Politico (19.09.2016) – http://politi.co/2cWJoWG – At least 858 people who had previously been ordered to be deported or removed from the U.S. were instead granted citizenship, the Department of Homeland Security’s inspector general announced Monday.
The mistaken citizenships were granted, the Department of Homeland Security explained in a press release, because neither its digital fingerprint repository nor the FBI’s fingerprint repository contain exhaustive records of individuals who have previously been deported.
The discovery was made by the Department of Homeland Security’s office of inspector general, which released a report Monday on the incomplete fingerprint records and the mistakenly granted citizenships. The Department of Homeland Security’s records are incomplete, the release said, because paper fingerprint cards used before 2008 were not consistently digitized. The FBI’s records are incomplete because fingerprints collected during immigration enforcement activities were not always shared with the bureau.
The inspector general’s report specified that those granted citizenship were only “potentially” ineligible and were not necessarily granted citizenship incorrectly. A statement from the Department of Homeland Security said that the department is taking steps to correct the issues that led to the incomplete fingerprint records and that not all applicants whose records were incomplete wound up being granted citizenship.

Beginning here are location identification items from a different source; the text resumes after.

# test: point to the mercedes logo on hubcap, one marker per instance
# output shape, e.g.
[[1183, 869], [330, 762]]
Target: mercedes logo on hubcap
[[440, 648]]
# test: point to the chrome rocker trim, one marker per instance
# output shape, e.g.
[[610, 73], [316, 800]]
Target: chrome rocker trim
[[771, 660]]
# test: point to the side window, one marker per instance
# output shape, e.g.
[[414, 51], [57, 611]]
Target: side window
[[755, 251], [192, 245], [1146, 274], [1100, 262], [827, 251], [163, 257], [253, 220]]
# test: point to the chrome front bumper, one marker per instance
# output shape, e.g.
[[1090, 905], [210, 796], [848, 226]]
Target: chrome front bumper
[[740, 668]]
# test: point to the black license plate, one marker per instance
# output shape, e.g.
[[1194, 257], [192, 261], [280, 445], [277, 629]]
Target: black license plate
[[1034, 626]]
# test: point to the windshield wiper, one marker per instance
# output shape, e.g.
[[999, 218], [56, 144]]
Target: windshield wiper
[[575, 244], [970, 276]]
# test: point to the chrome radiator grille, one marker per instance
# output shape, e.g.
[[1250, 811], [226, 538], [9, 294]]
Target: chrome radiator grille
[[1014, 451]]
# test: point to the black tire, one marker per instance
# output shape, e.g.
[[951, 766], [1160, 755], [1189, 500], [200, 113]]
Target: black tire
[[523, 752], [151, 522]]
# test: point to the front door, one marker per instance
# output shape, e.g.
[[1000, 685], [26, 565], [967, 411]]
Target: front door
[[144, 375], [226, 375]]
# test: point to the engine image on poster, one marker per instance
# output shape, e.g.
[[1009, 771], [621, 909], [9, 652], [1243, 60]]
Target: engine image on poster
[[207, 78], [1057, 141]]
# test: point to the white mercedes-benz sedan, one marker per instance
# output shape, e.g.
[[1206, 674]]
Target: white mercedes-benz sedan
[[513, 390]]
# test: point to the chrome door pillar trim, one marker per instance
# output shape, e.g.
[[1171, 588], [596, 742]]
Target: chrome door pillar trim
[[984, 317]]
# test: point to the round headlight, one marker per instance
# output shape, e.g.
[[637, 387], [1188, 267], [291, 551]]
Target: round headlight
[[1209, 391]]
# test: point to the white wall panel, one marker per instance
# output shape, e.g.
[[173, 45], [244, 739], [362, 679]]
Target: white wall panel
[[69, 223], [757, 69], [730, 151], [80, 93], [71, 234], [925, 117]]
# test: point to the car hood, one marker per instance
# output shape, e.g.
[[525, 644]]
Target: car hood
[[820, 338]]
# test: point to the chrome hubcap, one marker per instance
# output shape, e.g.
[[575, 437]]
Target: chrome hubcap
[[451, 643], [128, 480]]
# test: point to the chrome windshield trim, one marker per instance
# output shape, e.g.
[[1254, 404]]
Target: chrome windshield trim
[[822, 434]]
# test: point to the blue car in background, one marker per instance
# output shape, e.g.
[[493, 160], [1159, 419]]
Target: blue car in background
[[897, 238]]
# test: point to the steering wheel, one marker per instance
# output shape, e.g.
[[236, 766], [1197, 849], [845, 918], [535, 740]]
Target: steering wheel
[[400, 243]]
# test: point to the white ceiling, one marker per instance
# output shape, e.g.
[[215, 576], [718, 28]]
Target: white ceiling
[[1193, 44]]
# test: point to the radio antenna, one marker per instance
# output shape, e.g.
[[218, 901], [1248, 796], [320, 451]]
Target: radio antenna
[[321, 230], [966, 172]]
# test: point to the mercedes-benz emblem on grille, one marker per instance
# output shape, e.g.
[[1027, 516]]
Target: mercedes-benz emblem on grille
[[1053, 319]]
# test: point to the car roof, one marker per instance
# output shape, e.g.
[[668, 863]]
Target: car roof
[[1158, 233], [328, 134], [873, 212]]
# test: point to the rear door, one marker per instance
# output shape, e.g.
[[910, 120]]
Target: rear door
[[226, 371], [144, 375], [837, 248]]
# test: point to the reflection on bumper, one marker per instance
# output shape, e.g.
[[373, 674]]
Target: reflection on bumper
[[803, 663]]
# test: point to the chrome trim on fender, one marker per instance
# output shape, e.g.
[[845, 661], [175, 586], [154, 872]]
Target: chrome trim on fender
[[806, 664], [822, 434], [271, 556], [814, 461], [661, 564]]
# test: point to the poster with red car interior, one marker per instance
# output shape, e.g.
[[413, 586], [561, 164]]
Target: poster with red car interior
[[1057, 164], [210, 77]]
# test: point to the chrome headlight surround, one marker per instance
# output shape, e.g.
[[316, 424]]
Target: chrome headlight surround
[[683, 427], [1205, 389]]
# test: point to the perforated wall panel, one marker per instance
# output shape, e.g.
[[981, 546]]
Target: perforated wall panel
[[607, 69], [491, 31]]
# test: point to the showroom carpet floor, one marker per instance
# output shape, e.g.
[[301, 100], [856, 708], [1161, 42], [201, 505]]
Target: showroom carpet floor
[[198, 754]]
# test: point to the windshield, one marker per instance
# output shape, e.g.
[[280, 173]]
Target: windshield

“It is important to note that the fact that fingerprint records in these cases may have been incomplete at the time of the naturalization interview does not necessarily mean that the applicant was in fact granted naturalization, or that the applicant obtained naturalization fraudulently. Preliminary results from the file reviews show that in a significant number of these cases naturalization had been denied and that, in some, naturalization was not improperly granted,” department spokesman Neema Hakim said in the statement. “Other cases are subject to ongoing criminal investigation or to denaturalization proceedings that are pending or completed.”
In at least three cases, the inspector general’s office discovered previously-deported individuals who were granted citizenship and then obtained clearance for “security-sensitive work at commercial airports or maritime facilities and vessels.” The release said all three have since had their security credentials revoked.
“This situation created opportunities for individuals to gain the rights and privileges of U.S. citizenship through fraud,” Inspector General John Roth said. “To prevent fraud and ensure thorough review of naturalization applications, [U.S. Citizenship and Immigration Services] needs access to these fingerprint records.”
Republican presidential candidate Donald Trump has made the vetting of immigrants as they enter the U.S. a major part of his presidential platform, suggesting during the GOP primary that America temporarily ban all Muslims from entering the U.S. until a more stringent vetting process could be put in place. He has since backed away from that proposal, which drew widespread criticism from both parties, in favor of a ban on immigration from “any nation that has been compromised by terrorism.